Dynamic analysis of long run-out rock avalanches: A view from the Vaigat Strait, West Greenland

Abstract

Risk assessments of the threat posed by rock avalanches conventionally rely upon numerical modelling of potential run-out. Such models are contingent upon a thorough understanding of the flow dynamics inferred from deposits left by previous events. Few records exist of multiple rock avalanches with boundary conditions sufficiently consistent to develop a set of more generalised rules for behaviour. This thesis uses a numerical modelling approach to investigate the emplacement dynamics of 20 adjacent events in Vaigat, West Greenland, which are sourced from a stretch of coastal mountains of relatively uniform geology and structure.

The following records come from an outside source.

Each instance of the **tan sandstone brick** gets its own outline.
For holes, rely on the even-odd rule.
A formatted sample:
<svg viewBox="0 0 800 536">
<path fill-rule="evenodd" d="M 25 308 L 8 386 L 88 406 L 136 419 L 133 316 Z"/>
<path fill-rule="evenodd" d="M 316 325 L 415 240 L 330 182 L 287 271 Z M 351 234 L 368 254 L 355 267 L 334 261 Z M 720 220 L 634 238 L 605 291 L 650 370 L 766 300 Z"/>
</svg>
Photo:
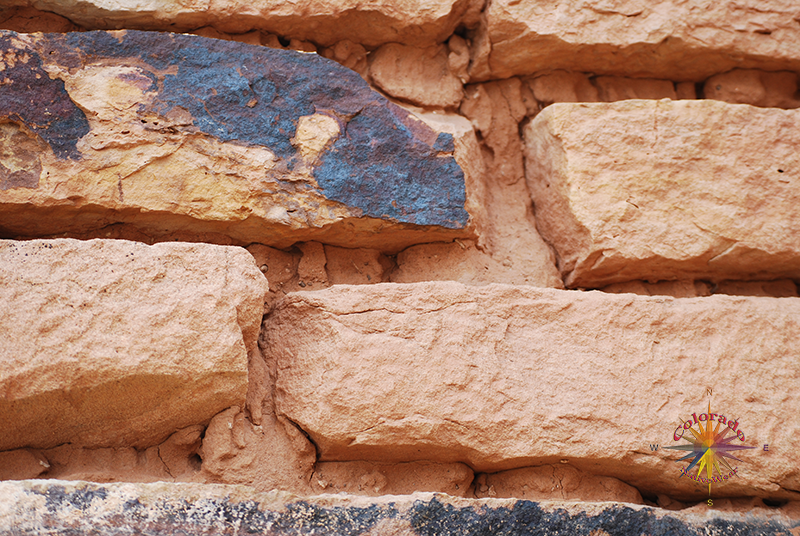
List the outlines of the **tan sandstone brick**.
<svg viewBox="0 0 800 536">
<path fill-rule="evenodd" d="M 554 104 L 524 132 L 537 227 L 568 287 L 800 277 L 797 112 Z"/>
<path fill-rule="evenodd" d="M 243 405 L 266 292 L 235 247 L 0 241 L 0 450 L 147 447 Z"/>
<path fill-rule="evenodd" d="M 565 463 L 640 489 L 679 480 L 680 419 L 738 419 L 740 478 L 721 496 L 794 497 L 800 300 L 458 283 L 340 286 L 280 302 L 265 324 L 276 411 L 321 461 Z M 736 439 L 737 444 L 739 440 Z"/>
</svg>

Rheological calibration of the numerical flow code VolcFlow was performed using a well constrained event at Paatuut (AD 2000). The best-fit simulation assumes a constant retarding stress with a collisional stress coefficient and simulates run-out to within ±0.3% of that observed. Despite being widely used to simulate rock avalanche propagation, other models, that assume either a Coulomb frictional or a Voellmy rheology, failed to reproduce the observed event characteristics and deposit distribution at Paatuut. This calibration was then applied to 19 other events, simulating rock avalanche motion across 3D terrain of varying levels of complexity. The findings illustrate the utility and sensitivity of modelling a single rock avalanche satisfactorily as a function of rheology, alongside the validity of applying the same parameters elsewhere, even within similar boundary conditions. VolcFlow can plausibly account for the observed morphology of a series of deposits emplaced by events of different types, although its performance is sensitive to a range of topographic and geometric factors. These exercises show encouraging results in the model’s ability to simulate a series of events using a single set of parameters obtained by back analysis of the Paatuut event alone, suggesting that first-order run-out prediction is possible.